Ein scharrendes Geräusch ließ sie herumfahren. Eine Tür knallte zu. Ein Windhauch, der nach faulen Eiern roch, zog an ihr vorbei. Lissa runzelte die Stirn, verharrte für einen Moment an Ort und Stelle. Das Flurlicht flackerte über ihr, malte dunkle Figuren an die Wände. Ihr Herz pochte rasant, wie im Galopp. Ein durchgehendes Pferd, so wie ihre Nerven. Verflixte Kelleretagen. Ohne Tageslicht oder Gesellschaft ging ihre Fantasie gern hier unten mit ihr durch. Andererseits bestand die Möglichkeit – nein – sie hatte keine Beweise dafür. Noch nicht. Schnell drehte sie sich um, verfolgte ihren Weg. Nach wenigen Schritten roch sie abermals Schwefel.
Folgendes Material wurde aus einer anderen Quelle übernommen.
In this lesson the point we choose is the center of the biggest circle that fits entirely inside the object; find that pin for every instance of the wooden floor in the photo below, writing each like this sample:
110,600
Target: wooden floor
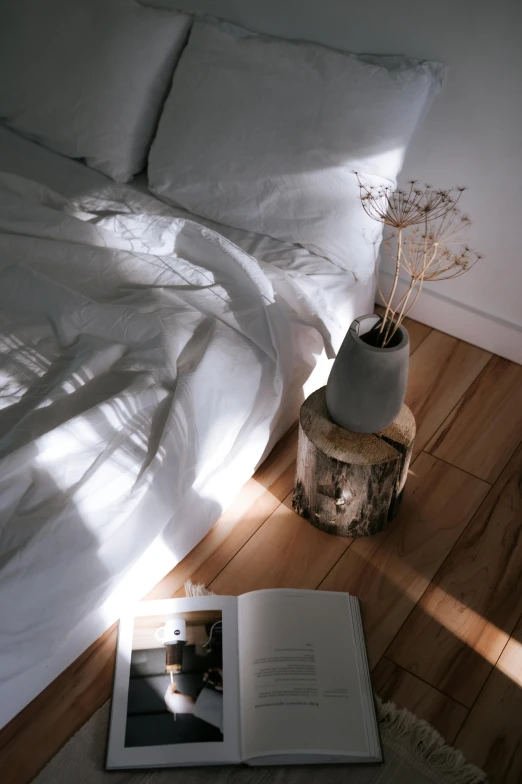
441,589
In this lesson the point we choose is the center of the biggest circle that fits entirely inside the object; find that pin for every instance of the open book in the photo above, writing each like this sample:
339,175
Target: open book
270,677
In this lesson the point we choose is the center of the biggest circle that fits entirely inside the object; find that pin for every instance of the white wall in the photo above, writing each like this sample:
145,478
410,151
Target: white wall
471,136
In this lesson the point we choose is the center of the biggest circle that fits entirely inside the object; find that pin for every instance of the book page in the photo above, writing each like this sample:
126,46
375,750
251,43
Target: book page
176,691
299,676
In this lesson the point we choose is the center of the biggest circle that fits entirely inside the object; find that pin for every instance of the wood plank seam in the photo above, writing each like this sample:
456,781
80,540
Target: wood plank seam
459,468
416,675
434,580
465,397
281,503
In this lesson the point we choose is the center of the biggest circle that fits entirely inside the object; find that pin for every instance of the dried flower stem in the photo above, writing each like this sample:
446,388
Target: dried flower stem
427,226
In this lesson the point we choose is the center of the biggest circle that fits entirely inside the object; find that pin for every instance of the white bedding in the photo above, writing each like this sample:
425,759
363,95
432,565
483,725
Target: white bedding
147,363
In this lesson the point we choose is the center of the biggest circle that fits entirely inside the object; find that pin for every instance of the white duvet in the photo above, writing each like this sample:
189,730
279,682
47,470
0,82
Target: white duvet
145,361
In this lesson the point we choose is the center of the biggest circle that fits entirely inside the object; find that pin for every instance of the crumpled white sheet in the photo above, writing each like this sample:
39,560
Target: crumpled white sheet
144,362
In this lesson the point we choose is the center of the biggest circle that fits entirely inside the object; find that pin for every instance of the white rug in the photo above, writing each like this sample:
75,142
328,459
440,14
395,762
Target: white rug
414,753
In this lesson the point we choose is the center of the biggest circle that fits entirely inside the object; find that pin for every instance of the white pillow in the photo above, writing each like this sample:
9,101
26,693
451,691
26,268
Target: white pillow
87,78
263,134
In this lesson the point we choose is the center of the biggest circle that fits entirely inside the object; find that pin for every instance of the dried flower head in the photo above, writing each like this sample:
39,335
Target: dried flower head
400,209
427,240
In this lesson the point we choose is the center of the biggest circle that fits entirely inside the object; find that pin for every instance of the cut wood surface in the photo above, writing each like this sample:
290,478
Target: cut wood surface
390,571
349,483
459,628
260,542
491,735
485,428
394,683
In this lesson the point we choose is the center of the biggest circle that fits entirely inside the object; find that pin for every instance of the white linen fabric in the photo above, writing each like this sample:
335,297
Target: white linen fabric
88,77
146,361
263,134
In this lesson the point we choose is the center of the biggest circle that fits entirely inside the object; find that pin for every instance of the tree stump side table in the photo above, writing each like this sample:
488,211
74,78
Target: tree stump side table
347,483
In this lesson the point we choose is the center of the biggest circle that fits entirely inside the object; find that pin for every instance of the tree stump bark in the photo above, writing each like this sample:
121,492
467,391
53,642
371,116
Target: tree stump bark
347,483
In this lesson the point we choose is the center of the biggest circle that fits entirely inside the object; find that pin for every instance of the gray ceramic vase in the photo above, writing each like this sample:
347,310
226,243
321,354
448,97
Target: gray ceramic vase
367,385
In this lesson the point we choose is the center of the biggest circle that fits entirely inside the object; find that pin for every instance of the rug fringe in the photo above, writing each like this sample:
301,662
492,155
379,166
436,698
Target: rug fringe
416,737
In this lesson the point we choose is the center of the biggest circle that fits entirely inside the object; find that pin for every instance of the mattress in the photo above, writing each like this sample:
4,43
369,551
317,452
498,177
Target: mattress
268,315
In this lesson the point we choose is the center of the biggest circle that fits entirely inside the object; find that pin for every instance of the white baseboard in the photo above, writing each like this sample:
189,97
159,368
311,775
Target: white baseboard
464,322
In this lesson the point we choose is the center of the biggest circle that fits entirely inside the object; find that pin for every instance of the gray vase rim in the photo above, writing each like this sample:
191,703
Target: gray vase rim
354,333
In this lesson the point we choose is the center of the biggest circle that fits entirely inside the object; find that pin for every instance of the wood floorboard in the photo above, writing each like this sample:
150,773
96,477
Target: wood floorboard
491,736
484,429
390,571
441,371
392,682
286,552
258,499
457,631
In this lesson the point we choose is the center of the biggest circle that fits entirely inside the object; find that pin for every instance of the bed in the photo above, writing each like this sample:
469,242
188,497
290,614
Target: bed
158,336
64,572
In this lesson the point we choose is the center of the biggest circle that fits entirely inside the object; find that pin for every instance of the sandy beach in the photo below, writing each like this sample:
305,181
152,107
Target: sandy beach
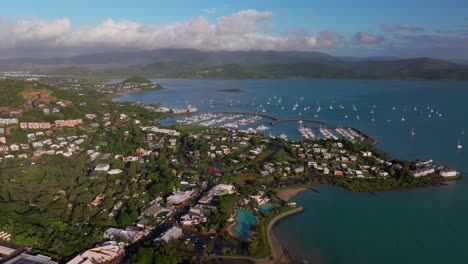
288,193
277,250
278,253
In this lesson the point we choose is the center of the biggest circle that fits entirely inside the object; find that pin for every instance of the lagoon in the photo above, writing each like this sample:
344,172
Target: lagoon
426,225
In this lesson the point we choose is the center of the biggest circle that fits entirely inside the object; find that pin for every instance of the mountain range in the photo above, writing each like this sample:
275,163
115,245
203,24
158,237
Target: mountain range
189,63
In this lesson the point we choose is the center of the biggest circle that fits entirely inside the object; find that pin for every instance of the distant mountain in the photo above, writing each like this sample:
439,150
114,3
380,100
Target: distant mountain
177,56
189,63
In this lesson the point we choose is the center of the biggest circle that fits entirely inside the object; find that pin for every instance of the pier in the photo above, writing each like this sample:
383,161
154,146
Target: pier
247,113
274,120
371,140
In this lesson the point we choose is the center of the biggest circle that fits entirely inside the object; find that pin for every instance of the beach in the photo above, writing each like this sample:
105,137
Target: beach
278,252
288,193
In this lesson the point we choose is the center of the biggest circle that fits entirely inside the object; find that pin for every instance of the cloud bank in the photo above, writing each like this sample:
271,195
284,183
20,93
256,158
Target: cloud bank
400,27
364,38
243,30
Scharniere knarzten leise. Ihr Verfolger verließ sein Versteck. Lissa visierten den Raum am Ende des Ganges an. Die Tür stand nur angelehnt, offenbarte die Finsternis, die dahinter lauerte. Sie unterdrückte den Impuls, sich zu schütteln, schlüpfte stattdessen hinein.

Dunkelheit. Nicht ein Lichtschimmer, der ihr verriet, was dies für ein Kellerraum war. Lissa schluckte nervös. Vorsichtig setzte sie einen Fuß vor den anderen, um nicht über einen Gegenstand zu stolpern. Die Arme nach vorne ausgestreckt griff sie ins Leere. Etwas schlang sich um ihren Bauch, eine Hand wurde auf ihren Mund gepresst, verhinderte, dass sie panisch aufschrie. Ihr Herz stolperte aus dem Takt. Ein bekannter Geruch stieg ihr in die Nase, beruhigte ihre abgehakte Atmung. Donn zog sie weiter, weg vom Eingang, von wo Gemurmel in einer fremden Sprache erklang.

Stoff berührte ihr Gesicht. Sie streckte die Finger danach aus. Fuhr mit ihnen an dem Gewebe entlang. Samtig weich unter ihren Fingerspitzen. Zog ihr Kollege sie hinter einen Vorhang? Sein Körper brannte heiß an ihrem Rücken, einen weiteren Schweißausbruch zur Folge. Vielleicht war es eine Idee, Donn im Winter als lebendige Heizung zu missbrauchen. Doch dafür mussten sie erst einmal Kasdeya und ihre Spießgesellen loswerden. Diese lästerten eh, sowie sie Lissa und den Sohn des Chefs zusammen sahen. Was relativ häufig vorkam, da er sie seit der Ankunft der Neuankömmlinge selten für einen Augenblick aus den Augen ließ.

„Nicht bewegen und absolut still sein", raunte er ihr ins Ohr. Seine Nähe verursachte ein Kribbeln in ihrem Bauch. Stumm lehnte sie sich an ihn, genoss seine Anwesenheit, wie er sie sanft im Arm hielt.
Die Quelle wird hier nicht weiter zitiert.